Başöğretmen: Bu unvan mesleğin zirvesi olacağı için, her öğretmenin kolay ulaşacağı bir nokta olmamalıdır. Başöğretmenlik, Türkiye Cumhuriyeti’nin kurucu Cumhurbaşkanı olan Mustafa Kemal Atatürk’e verildiği için, o unvana lâyık olabilmek öyle kolay olmamalıdır. Bu unvan, ona sahip alan öğretmeninin övünç kaynağı olacaktır. Övünç kaynağına ulaşabilmek için meslektaşlarına göre önemli bir fark ortaya koyması gerekir. Şöyle ki; sınıf içi uygulamalarıyla öğrenci başarısını artırması, yaratıcı düşünceyi tetikleyici yönde yenilikler ortaya koyan projelere imza atmış olması, mesleğiyle ilgili alaınnda hizmet verenlerin işlerini kolaylaştıracak düzeyde yayınlanmış bir esere sahip olması, süre içerisinde en az üç defa başarılı çalışmaları dolayısıyla takdir edilmiş olması gerekir.Bunların yanında meslekî ve yüz kızartıcı hiçbir suça karışmamış olması gibi kıstaslar da aranmalıdır.

Sonuç 

Öğretmenlerin maddî ve manevî yönden desteklenmesi amacıyla, iyi niyetle çıkılan bu yolda, alanda çalışanların güvenini sarsacak her türlü şaibeden uzak durmaya özen gösterilmelidir. Birilerini onurlandırmak için binlercesinin mesleğe olan ilgi ve heyecanına zarar verilmemelidir. Unvanı alan veya almayan herhangi bir öğretmenin, kendiyle baş başa kalıp durumu değerlendirdiğinde mutmain olması önemlidir.
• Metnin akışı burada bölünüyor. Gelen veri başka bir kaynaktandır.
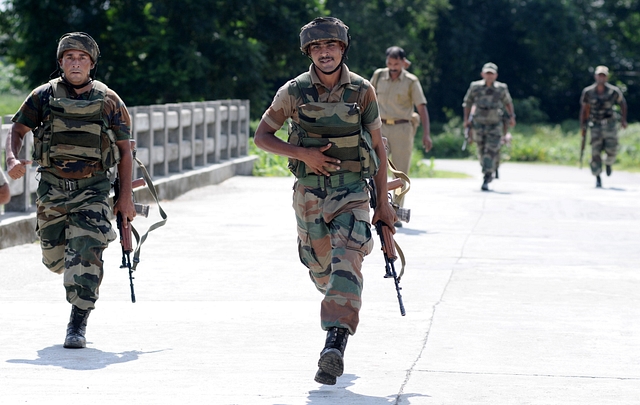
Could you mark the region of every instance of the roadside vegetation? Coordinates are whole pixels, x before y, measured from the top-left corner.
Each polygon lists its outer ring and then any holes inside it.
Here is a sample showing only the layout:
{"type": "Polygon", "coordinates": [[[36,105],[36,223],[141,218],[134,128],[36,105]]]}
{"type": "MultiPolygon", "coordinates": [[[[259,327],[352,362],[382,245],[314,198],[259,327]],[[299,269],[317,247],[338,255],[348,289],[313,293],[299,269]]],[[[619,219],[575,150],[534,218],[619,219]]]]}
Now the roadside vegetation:
{"type": "MultiPolygon", "coordinates": [[[[464,140],[462,123],[453,118],[444,125],[434,125],[433,144],[425,158],[475,159],[476,146],[461,150],[464,140]]],[[[513,140],[503,146],[502,162],[539,162],[577,166],[580,163],[580,127],[578,121],[564,121],[561,124],[520,124],[510,129],[513,140]]],[[[418,131],[420,133],[420,131],[418,131]]],[[[640,171],[640,123],[630,124],[620,129],[619,150],[614,168],[618,170],[640,171]]],[[[587,138],[589,139],[589,138],[587,138]]],[[[421,139],[416,137],[416,149],[421,139]]],[[[583,165],[588,167],[591,147],[587,142],[583,165]]]]}
{"type": "MultiPolygon", "coordinates": [[[[252,133],[257,127],[252,122],[252,133]]],[[[446,124],[432,125],[433,149],[429,153],[422,150],[422,130],[418,129],[414,152],[411,159],[409,176],[413,178],[456,178],[467,177],[462,173],[440,171],[435,159],[476,159],[476,145],[471,144],[462,150],[464,135],[459,118],[453,118],[446,124]]],[[[562,124],[518,124],[511,128],[513,140],[502,148],[502,162],[537,162],[558,165],[578,166],[580,162],[580,127],[577,121],[565,121],[562,124]]],[[[286,129],[280,129],[276,135],[287,139],[286,129]]],[[[620,130],[619,151],[615,170],[640,171],[640,123],[630,124],[620,130]]],[[[250,154],[258,156],[254,165],[255,176],[290,176],[287,159],[258,149],[250,139],[250,154]]],[[[591,147],[586,145],[583,165],[589,166],[591,147]]]]}

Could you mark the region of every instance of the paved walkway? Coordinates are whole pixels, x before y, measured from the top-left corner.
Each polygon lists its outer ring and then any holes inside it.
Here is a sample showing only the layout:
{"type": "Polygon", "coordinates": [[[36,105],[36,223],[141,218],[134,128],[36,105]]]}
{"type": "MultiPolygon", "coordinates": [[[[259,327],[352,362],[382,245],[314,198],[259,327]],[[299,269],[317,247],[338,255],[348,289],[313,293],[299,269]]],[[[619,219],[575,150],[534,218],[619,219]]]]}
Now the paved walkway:
{"type": "Polygon", "coordinates": [[[640,403],[640,175],[597,190],[587,169],[504,164],[483,193],[476,162],[436,169],[474,177],[413,181],[407,315],[376,249],[336,386],[313,381],[292,179],[234,177],[163,204],[137,303],[107,250],[84,350],[62,348],[69,305],[38,245],[0,250],[0,403],[640,403]]]}

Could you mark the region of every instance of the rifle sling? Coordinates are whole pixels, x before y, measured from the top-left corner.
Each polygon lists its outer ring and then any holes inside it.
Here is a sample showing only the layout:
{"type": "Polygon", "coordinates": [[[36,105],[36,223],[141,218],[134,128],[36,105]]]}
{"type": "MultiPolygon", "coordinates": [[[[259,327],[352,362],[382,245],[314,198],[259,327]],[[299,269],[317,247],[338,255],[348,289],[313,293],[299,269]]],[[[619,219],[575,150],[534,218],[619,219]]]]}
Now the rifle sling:
{"type": "Polygon", "coordinates": [[[135,271],[136,267],[138,266],[138,263],[140,262],[140,248],[142,247],[142,244],[144,243],[145,240],[147,240],[147,236],[149,235],[149,232],[160,228],[167,222],[167,214],[164,212],[164,210],[160,206],[158,193],[156,191],[155,186],[153,185],[153,182],[151,181],[151,176],[149,175],[147,168],[144,166],[144,164],[142,164],[140,159],[138,159],[137,157],[134,156],[133,159],[136,161],[136,163],[138,163],[138,167],[142,172],[142,177],[144,177],[144,180],[147,182],[147,187],[149,188],[149,192],[153,196],[153,199],[156,201],[156,204],[158,204],[158,211],[160,212],[160,216],[162,217],[160,221],[151,225],[149,229],[147,229],[147,232],[145,232],[145,234],[142,235],[142,237],[140,237],[136,228],[134,228],[133,225],[131,225],[131,233],[136,238],[136,249],[133,252],[133,267],[132,267],[132,270],[135,271]]]}

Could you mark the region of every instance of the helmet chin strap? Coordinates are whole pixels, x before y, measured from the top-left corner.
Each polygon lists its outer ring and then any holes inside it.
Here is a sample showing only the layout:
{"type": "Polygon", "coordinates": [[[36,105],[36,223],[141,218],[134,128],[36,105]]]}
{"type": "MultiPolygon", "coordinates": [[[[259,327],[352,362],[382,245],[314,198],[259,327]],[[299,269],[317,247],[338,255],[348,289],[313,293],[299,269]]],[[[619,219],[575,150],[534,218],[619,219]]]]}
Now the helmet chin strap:
{"type": "Polygon", "coordinates": [[[64,81],[64,83],[67,86],[69,86],[69,87],[71,87],[71,88],[73,88],[75,90],[81,89],[81,88],[91,84],[91,82],[93,82],[93,79],[91,77],[89,77],[89,80],[87,80],[86,82],[84,82],[82,84],[72,84],[69,80],[67,80],[67,78],[65,77],[64,73],[61,74],[60,77],[62,77],[62,80],[64,81]]]}

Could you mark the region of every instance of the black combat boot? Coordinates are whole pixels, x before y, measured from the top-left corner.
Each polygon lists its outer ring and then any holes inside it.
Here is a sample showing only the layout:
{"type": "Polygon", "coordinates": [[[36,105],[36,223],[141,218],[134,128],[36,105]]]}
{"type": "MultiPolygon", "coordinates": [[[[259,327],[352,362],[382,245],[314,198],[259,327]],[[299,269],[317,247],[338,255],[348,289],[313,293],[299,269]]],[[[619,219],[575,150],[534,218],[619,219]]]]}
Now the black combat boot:
{"type": "Polygon", "coordinates": [[[499,179],[500,176],[498,175],[498,168],[496,168],[496,179],[499,179]]]}
{"type": "Polygon", "coordinates": [[[600,175],[596,176],[596,188],[602,188],[602,180],[600,180],[600,175]]]}
{"type": "Polygon", "coordinates": [[[349,331],[345,328],[331,328],[318,360],[315,381],[325,385],[335,385],[336,377],[344,371],[344,349],[347,347],[349,331]]]}
{"type": "Polygon", "coordinates": [[[67,338],[64,340],[64,347],[67,349],[82,349],[87,347],[87,340],[84,334],[87,330],[87,318],[89,318],[90,309],[84,310],[71,306],[71,317],[67,325],[67,338]]]}
{"type": "Polygon", "coordinates": [[[482,183],[482,187],[480,187],[480,189],[482,191],[489,191],[489,183],[491,183],[491,180],[491,173],[485,173],[484,182],[482,183]]]}
{"type": "Polygon", "coordinates": [[[606,165],[607,176],[611,176],[611,165],[606,165]]]}

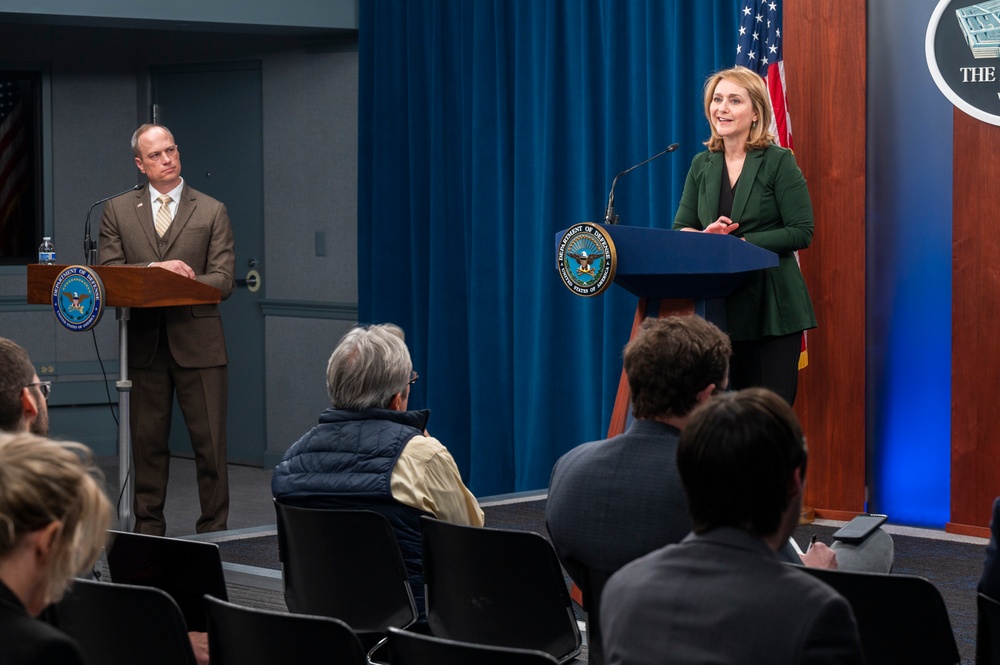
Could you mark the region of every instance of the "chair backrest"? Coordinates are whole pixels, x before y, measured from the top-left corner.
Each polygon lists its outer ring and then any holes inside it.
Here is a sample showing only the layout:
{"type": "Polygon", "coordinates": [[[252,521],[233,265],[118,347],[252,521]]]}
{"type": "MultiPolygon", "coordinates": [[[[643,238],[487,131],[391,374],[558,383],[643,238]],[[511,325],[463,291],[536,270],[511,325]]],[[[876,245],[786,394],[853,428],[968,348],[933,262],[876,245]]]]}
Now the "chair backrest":
{"type": "Polygon", "coordinates": [[[392,665],[555,665],[544,651],[470,644],[396,628],[389,629],[392,665]]]}
{"type": "Polygon", "coordinates": [[[228,600],[219,546],[127,531],[108,533],[111,581],[166,591],[181,608],[188,630],[205,632],[202,596],[228,600]]]}
{"type": "Polygon", "coordinates": [[[604,665],[604,637],[601,635],[601,595],[612,572],[596,570],[574,561],[573,566],[582,573],[577,580],[583,594],[583,609],[587,613],[587,662],[604,665]]]}
{"type": "Polygon", "coordinates": [[[1000,601],[980,593],[976,605],[976,665],[1000,665],[1000,601]]]}
{"type": "Polygon", "coordinates": [[[433,635],[544,651],[559,661],[579,653],[580,630],[549,541],[531,531],[421,519],[433,635]]]}
{"type": "Polygon", "coordinates": [[[385,517],[281,501],[274,508],[291,612],[333,617],[365,633],[385,633],[417,619],[406,566],[385,517]]]}
{"type": "Polygon", "coordinates": [[[86,665],[195,663],[180,608],[160,589],[75,580],[53,615],[86,665]]]}
{"type": "Polygon", "coordinates": [[[948,609],[930,580],[915,575],[803,568],[854,610],[866,663],[954,665],[961,661],[948,609]]]}
{"type": "Polygon", "coordinates": [[[205,596],[212,665],[366,665],[365,651],[339,619],[269,612],[205,596]]]}

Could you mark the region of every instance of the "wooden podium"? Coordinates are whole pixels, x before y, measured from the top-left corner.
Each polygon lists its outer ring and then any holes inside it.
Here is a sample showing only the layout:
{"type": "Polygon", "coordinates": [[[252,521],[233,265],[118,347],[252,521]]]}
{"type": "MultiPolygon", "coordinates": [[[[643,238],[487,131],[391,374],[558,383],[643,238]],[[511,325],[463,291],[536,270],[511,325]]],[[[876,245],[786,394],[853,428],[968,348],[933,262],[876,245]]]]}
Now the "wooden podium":
{"type": "MultiPolygon", "coordinates": [[[[631,339],[647,316],[697,313],[726,329],[725,296],[753,272],[778,265],[778,255],[739,238],[638,226],[601,226],[617,255],[614,283],[639,296],[631,339]]],[[[565,231],[556,234],[556,247],[565,231]]],[[[625,431],[625,370],[618,383],[608,437],[625,431]]]]}
{"type": "MultiPolygon", "coordinates": [[[[28,266],[27,301],[52,305],[52,289],[59,274],[69,266],[28,266]]],[[[115,307],[118,319],[118,480],[120,485],[118,521],[125,531],[132,529],[132,436],[129,420],[128,319],[132,307],[176,307],[206,305],[222,301],[215,287],[165,268],[142,266],[89,266],[104,284],[104,304],[115,307]]]]}

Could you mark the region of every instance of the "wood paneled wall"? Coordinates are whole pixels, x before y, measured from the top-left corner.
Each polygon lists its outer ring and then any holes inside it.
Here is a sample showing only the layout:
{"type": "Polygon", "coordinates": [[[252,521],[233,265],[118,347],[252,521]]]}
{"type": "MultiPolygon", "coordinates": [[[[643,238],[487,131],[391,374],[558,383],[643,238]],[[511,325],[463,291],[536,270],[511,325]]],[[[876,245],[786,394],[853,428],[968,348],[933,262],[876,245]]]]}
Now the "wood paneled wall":
{"type": "Polygon", "coordinates": [[[992,192],[1000,179],[1000,127],[954,111],[952,161],[951,521],[989,537],[1000,494],[1000,235],[992,192]]]}
{"type": "Polygon", "coordinates": [[[866,0],[785,2],[795,157],[816,218],[800,260],[819,323],[795,410],[809,442],[806,504],[834,519],[865,500],[865,15],[866,0]]]}

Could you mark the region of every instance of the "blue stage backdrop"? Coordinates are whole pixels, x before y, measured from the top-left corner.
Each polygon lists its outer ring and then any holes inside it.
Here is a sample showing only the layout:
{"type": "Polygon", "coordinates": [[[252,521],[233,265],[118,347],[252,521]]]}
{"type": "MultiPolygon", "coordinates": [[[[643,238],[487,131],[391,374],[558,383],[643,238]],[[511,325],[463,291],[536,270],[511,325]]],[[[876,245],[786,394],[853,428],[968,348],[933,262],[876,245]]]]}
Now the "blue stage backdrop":
{"type": "Polygon", "coordinates": [[[411,404],[471,488],[546,487],[606,432],[636,299],[571,294],[555,233],[669,228],[733,64],[738,0],[368,0],[360,9],[359,318],[401,325],[411,404]]]}

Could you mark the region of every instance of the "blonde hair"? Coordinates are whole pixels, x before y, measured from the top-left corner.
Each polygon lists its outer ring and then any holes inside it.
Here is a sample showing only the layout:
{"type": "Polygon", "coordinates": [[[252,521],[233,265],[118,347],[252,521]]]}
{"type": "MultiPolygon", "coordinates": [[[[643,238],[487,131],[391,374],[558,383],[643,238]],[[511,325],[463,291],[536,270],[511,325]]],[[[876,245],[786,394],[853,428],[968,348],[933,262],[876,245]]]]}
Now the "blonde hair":
{"type": "Polygon", "coordinates": [[[111,505],[90,449],[35,434],[0,434],[0,560],[30,533],[59,524],[46,602],[94,565],[107,538],[111,505]]]}
{"type": "Polygon", "coordinates": [[[757,72],[746,67],[736,66],[723,69],[708,77],[705,82],[705,117],[708,118],[708,126],[712,131],[712,136],[705,141],[705,145],[712,152],[720,152],[724,145],[722,137],[715,131],[715,123],[712,122],[712,97],[715,96],[715,88],[719,82],[725,79],[730,83],[735,83],[741,88],[746,88],[750,95],[750,104],[753,112],[757,114],[757,121],[750,127],[750,135],[747,136],[746,151],[761,150],[775,143],[775,136],[771,133],[771,122],[773,114],[771,112],[771,99],[767,94],[767,86],[764,79],[757,72]]]}

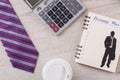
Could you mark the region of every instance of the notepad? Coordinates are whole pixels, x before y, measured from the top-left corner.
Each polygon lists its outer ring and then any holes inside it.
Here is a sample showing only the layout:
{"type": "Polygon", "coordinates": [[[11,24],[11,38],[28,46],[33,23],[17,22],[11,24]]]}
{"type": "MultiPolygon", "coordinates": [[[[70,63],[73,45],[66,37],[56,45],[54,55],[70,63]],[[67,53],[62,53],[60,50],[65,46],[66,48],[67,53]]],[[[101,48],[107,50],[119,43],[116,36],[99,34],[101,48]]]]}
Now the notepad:
{"type": "Polygon", "coordinates": [[[89,12],[75,62],[116,72],[120,55],[120,21],[89,12]]]}

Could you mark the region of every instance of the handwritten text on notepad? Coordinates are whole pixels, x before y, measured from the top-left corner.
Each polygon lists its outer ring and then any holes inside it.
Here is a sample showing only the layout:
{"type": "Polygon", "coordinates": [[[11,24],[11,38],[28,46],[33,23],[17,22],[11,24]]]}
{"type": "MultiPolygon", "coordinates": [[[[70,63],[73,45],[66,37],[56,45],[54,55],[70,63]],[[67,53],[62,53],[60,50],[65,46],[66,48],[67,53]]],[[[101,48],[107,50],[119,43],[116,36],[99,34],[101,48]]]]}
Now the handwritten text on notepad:
{"type": "Polygon", "coordinates": [[[103,19],[103,17],[97,17],[97,16],[95,16],[93,20],[101,22],[103,24],[120,27],[120,23],[119,22],[117,22],[117,21],[111,21],[111,20],[105,20],[105,19],[103,19]]]}

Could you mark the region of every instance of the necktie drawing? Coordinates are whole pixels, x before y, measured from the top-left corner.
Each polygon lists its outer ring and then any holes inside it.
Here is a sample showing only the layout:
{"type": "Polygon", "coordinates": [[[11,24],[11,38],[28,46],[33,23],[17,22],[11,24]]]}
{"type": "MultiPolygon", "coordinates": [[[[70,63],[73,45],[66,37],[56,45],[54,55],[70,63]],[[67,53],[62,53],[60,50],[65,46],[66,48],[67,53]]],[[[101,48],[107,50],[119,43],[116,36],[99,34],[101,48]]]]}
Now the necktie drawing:
{"type": "Polygon", "coordinates": [[[0,40],[13,67],[34,72],[38,51],[8,0],[0,0],[0,40]]]}

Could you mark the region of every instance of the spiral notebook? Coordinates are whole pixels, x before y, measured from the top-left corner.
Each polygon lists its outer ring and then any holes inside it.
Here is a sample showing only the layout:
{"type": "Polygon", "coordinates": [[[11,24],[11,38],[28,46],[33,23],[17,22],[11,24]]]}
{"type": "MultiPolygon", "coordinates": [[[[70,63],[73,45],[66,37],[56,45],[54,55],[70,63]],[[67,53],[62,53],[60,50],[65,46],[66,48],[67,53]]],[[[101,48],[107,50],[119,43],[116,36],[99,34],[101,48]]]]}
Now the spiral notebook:
{"type": "Polygon", "coordinates": [[[77,46],[77,63],[115,72],[120,55],[120,21],[89,12],[77,46]]]}

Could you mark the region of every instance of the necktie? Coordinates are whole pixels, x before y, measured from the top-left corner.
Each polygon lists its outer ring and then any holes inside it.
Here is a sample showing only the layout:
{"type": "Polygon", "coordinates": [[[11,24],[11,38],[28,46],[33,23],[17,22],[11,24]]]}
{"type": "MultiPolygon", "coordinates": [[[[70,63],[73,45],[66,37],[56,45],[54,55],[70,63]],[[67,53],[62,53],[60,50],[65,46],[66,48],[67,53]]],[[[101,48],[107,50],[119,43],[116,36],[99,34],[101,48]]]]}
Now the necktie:
{"type": "Polygon", "coordinates": [[[13,67],[34,72],[38,52],[8,0],[0,0],[0,40],[13,67]]]}
{"type": "Polygon", "coordinates": [[[110,48],[112,48],[113,46],[113,37],[111,37],[111,45],[110,45],[110,48]]]}

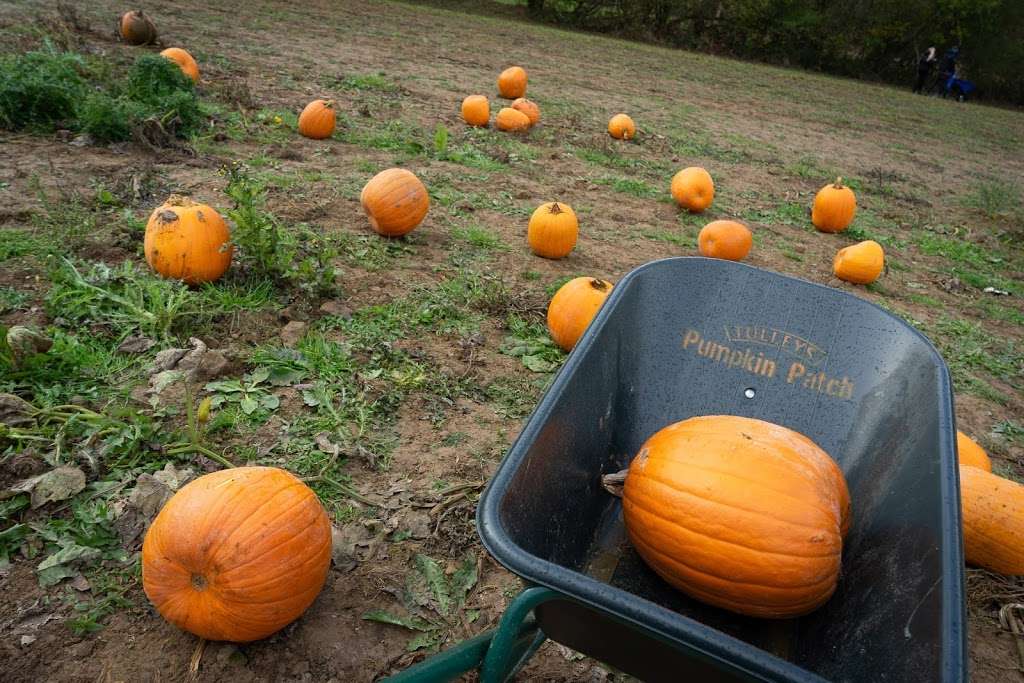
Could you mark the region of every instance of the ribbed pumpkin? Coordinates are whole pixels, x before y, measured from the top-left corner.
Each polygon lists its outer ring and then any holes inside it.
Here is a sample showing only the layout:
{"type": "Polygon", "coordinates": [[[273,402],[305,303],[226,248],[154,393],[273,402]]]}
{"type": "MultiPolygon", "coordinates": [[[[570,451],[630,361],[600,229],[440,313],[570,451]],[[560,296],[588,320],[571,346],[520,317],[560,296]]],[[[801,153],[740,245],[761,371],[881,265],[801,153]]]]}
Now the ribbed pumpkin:
{"type": "Polygon", "coordinates": [[[231,265],[231,231],[213,208],[171,195],[149,216],[146,262],[166,278],[213,282],[231,265]]]}
{"type": "Polygon", "coordinates": [[[510,66],[498,76],[498,94],[514,100],[526,97],[526,70],[521,66],[510,66]]]}
{"type": "Polygon", "coordinates": [[[199,65],[196,64],[196,60],[192,59],[192,55],[188,52],[180,47],[169,47],[161,52],[160,55],[180,66],[185,75],[191,78],[193,82],[199,82],[199,65]]]}
{"type": "Polygon", "coordinates": [[[672,178],[672,198],[679,206],[701,213],[715,199],[715,182],[711,174],[699,166],[690,166],[672,178]]]}
{"type": "Polygon", "coordinates": [[[536,126],[540,123],[540,107],[533,100],[520,97],[512,103],[512,108],[526,114],[526,118],[530,119],[531,126],[536,126]]]}
{"type": "Polygon", "coordinates": [[[630,541],[702,602],[755,617],[807,614],[839,578],[844,502],[830,462],[807,437],[762,420],[677,422],[629,466],[630,541]]]}
{"type": "Polygon", "coordinates": [[[370,226],[385,237],[400,237],[423,221],[430,195],[420,179],[404,168],[389,168],[370,179],[359,201],[370,226]]]}
{"type": "Polygon", "coordinates": [[[964,556],[1000,574],[1024,574],[1024,486],[960,466],[964,556]]]}
{"type": "Polygon", "coordinates": [[[564,351],[572,351],[598,309],[612,292],[612,283],[578,277],[559,287],[548,304],[548,332],[564,351]]]}
{"type": "Polygon", "coordinates": [[[840,280],[857,285],[871,284],[885,268],[885,250],[874,240],[840,249],[832,261],[832,272],[840,280]]]}
{"type": "Polygon", "coordinates": [[[486,126],[491,120],[491,103],[483,95],[462,100],[462,119],[471,126],[486,126]]]}
{"type": "Polygon", "coordinates": [[[627,114],[616,114],[608,121],[608,134],[619,140],[636,137],[636,124],[627,114]]]}
{"type": "Polygon", "coordinates": [[[750,253],[754,237],[750,228],[738,221],[711,221],[697,236],[701,256],[742,261],[750,253]]]}
{"type": "Polygon", "coordinates": [[[142,587],[175,626],[247,643],[305,612],[330,564],[331,522],[316,494],[284,470],[236,467],[167,501],[142,545],[142,587]]]}
{"type": "Polygon", "coordinates": [[[157,38],[156,25],[142,10],[122,14],[117,22],[117,32],[129,45],[150,45],[157,38]]]}
{"type": "Polygon", "coordinates": [[[313,100],[299,114],[299,133],[307,138],[323,140],[331,137],[336,123],[334,100],[313,100]]]}
{"type": "Polygon", "coordinates": [[[494,125],[498,130],[508,133],[519,133],[530,127],[530,117],[512,107],[505,107],[494,117],[494,125]]]}
{"type": "Polygon", "coordinates": [[[857,214],[857,198],[843,185],[842,178],[818,190],[811,209],[811,222],[821,232],[842,232],[857,214]]]}
{"type": "Polygon", "coordinates": [[[526,240],[537,256],[560,259],[576,246],[580,224],[576,212],[564,202],[541,204],[530,216],[526,240]]]}
{"type": "Polygon", "coordinates": [[[961,465],[978,467],[986,472],[992,471],[992,460],[988,457],[985,449],[959,429],[956,432],[956,450],[960,456],[961,465]]]}

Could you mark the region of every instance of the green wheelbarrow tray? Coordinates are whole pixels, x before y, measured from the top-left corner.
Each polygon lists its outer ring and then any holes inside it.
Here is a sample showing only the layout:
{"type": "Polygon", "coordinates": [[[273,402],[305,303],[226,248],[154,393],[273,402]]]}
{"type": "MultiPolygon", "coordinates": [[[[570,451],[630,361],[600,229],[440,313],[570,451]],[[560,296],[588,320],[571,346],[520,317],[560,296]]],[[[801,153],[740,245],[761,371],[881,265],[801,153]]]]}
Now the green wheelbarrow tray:
{"type": "Polygon", "coordinates": [[[949,373],[845,292],[703,258],[637,268],[569,356],[484,492],[477,528],[531,585],[499,627],[396,680],[509,676],[543,638],[648,681],[963,681],[963,551],[949,373]],[[789,620],[701,604],[647,568],[601,475],[695,415],[795,429],[843,469],[835,595],[789,620]]]}

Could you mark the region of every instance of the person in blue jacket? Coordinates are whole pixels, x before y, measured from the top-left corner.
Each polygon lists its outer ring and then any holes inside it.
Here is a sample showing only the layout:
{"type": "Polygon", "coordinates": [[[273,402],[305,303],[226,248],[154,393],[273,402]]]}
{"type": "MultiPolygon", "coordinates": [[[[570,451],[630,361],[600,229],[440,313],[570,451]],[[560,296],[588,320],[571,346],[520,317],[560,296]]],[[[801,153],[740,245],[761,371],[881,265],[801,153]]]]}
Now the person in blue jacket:
{"type": "Polygon", "coordinates": [[[932,70],[938,61],[938,54],[934,47],[925,50],[924,54],[921,55],[921,59],[917,60],[917,82],[914,84],[914,92],[919,93],[924,90],[924,84],[927,82],[928,77],[931,76],[932,70]]]}

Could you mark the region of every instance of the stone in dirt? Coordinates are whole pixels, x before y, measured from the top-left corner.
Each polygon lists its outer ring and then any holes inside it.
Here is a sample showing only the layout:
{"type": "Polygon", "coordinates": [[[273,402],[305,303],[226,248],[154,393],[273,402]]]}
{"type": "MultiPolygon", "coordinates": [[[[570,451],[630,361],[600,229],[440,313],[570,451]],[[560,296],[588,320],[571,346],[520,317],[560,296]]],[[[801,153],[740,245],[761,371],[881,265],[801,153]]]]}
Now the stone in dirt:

Öğretmenlik, bilgi altyapısının seviyesiyle değil, edindiği bilgi ve tecrübeler ışığında mesleğini ne derece başarılı kıldığıyla ilgilenmelidir. Akademik kariyer yapanların çalışma alanları doğrudan eğitimle ilgili olup tezleri de alan uygulamalarına katkı sağlıyorsa kariyer değerlendirmesinde göz önüne alınmalıdır. Bu kadar önemli bir konu, video izletip oradan edinilen bilgiler ışığında test sınavından alınmış notlarla gerçekleştirilemez. Bu takdirde eğitimin geldiği mevcut noktanın da aranacağı günler pek uzak olmayacaktır.